The TestResult captures the outcome of an individual TestCase execution. It aggregates the raw output from the AI model and the calculated metrics.

Usage Example:

{
  "test_case_id": "tc_001",
  "actual_output": "The provided text is summarized as...",
  "status": "PASS",
  "metrics": [
    { "name": "semantic_similarity", "value": 0.92 }
  ]
}

EvaluationRun

An EvaluationRun represents a complete execution of a test suite against a specific version of an AI model.
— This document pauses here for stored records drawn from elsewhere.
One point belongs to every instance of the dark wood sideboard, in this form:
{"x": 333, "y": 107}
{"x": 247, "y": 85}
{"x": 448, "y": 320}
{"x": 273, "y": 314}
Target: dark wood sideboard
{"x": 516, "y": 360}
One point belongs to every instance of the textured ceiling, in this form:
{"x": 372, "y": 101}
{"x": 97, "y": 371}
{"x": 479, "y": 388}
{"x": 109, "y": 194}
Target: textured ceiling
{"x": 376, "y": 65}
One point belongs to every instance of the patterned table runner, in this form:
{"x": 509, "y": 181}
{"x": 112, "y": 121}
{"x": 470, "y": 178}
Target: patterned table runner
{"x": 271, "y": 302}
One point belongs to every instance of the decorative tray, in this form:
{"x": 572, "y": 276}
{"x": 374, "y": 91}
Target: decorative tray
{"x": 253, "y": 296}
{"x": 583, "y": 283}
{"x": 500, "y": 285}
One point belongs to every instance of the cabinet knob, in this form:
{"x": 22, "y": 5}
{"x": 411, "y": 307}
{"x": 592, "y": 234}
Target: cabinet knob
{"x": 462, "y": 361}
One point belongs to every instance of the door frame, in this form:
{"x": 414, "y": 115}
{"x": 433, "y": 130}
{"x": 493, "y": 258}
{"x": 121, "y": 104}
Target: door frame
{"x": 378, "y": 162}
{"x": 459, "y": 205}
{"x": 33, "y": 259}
It acts as a container for multiple TestResults.

Usage Example:

# Initiating a run via the API
run = testing_client.create_run(
    model_id="gpt-4-summarizer",
    dataset_id="prod_eval_set_v1",
    config={"temperature": 0.7}
)

Dataset Reference (Internal)

While datasets are managed via the platform UI or Storage API, the testing-api uses a DatasetReference to link test cases to a specific run. Note: This is an internal pointer used by the API to fetch batches of TestCases during execution and is typically not modified by the user directly.